На самом деле ничто так лучше не объясняет присущую Риму двойственность, как тот факт, что он одновременно представлял собой и самый чистый, и самый грязный из городов. Вдоль улиц его текли нечистоты и чистая вода. И если самые благородные и стойкие добродетели Республики находили свое выражение в бульканье общественного фонтана, то ужасы ее вполне сопоставимы с грязью инсул. Граждане, сошедшие с дистанции бега с препятствиями, который представляла собой жизнь каждого римлянина, рисковали быть облитыми экскрементами — не фигурально, а в прямом смысле — с головы до ног. Таких людей называли plebs sordida — «немытым большинством». Время от времени жизненные отходы из инсул вывозили в бочках в качестве удобрения на расположенные за городскими стенами поля и сады, однако экскременты всегда наполняли город в избытке: моча переливалась через края горшков, кучи испражнений покрывали собой улицы. И даже после смерти бедняки уходили в навоз. Не им предназначались достойные гробницы возле Виа Аппиа, Аппиевой дороги. Их трупы зарывали вместе с прочими отбросами в огромные ямы, находившиеся возле восточных, Эсквилинских ворот. Путники, приближавшиеся к Риму с этой стороны, видели человеческие кости по обеим сторонам дороги. Это было место проклятое и жуткое, здесь обитали ведьмы и колдуны, объедавшие мертвую плоть и призывавшие нагих духов усопших из общих могил. В Риме последствия жизненной неудачи не заканчивались вместе с самой жизнью.

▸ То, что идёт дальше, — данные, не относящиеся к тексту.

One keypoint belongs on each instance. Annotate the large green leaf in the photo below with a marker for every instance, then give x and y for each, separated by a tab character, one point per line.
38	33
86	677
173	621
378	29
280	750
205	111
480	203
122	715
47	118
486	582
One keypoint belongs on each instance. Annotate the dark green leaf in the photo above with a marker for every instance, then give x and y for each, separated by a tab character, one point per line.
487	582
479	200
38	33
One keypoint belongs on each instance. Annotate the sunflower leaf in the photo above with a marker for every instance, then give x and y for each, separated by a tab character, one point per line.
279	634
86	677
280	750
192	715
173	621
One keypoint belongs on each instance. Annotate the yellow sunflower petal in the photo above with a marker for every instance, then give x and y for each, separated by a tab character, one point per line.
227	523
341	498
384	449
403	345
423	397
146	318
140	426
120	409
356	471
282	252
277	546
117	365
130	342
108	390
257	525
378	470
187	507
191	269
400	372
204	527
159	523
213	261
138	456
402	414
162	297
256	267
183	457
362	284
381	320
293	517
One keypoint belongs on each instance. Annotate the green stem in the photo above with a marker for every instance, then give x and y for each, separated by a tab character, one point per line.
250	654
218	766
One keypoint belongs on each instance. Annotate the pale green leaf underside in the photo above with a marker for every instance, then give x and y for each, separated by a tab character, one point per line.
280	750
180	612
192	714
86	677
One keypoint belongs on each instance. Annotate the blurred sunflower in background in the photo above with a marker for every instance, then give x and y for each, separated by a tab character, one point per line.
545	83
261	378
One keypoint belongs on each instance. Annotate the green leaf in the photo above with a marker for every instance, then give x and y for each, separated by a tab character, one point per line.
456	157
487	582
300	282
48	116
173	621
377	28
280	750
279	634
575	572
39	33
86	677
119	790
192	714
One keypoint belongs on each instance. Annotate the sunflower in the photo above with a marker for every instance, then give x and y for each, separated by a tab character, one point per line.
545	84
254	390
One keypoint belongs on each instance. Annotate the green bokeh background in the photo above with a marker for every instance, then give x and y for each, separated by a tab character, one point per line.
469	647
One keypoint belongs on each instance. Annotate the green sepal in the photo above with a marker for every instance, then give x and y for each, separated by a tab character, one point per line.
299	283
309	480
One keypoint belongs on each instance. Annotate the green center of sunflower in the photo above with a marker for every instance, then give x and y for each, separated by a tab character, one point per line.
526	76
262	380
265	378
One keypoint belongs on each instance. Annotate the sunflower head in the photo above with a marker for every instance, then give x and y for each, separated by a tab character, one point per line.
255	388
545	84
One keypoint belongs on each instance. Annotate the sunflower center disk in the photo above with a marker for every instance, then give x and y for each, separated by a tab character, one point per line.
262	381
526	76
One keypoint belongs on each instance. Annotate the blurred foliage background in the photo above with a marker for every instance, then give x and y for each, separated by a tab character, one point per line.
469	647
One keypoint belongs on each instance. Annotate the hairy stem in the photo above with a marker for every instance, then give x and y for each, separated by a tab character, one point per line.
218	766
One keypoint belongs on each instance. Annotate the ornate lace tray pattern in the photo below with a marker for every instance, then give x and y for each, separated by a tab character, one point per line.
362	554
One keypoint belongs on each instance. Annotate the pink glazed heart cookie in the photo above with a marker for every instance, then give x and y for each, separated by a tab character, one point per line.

Деградация такого масштаба представляла собой нечто новое для тогдашнего мира. Страдания бедных горожан еще более усугублялись тем, что, лишая их утешительного сообщества, город отторгал их от всего, что делало людей римлянами. Одинокая жизнь на верхнем этаже многоквартирного дома представляла собой полную противоположность тому, что ценил гражданин Рима. Оказаться отрезанным от общественных обрядов и ритма значило опуститься на уровень варвара. Республика была непреклонно строга не только к своим врагам, но и к собственным гражданам. Она отказывалась от тех, кто отказывался от нее. И, отвергнув таких граждан, выметала их, словно сор.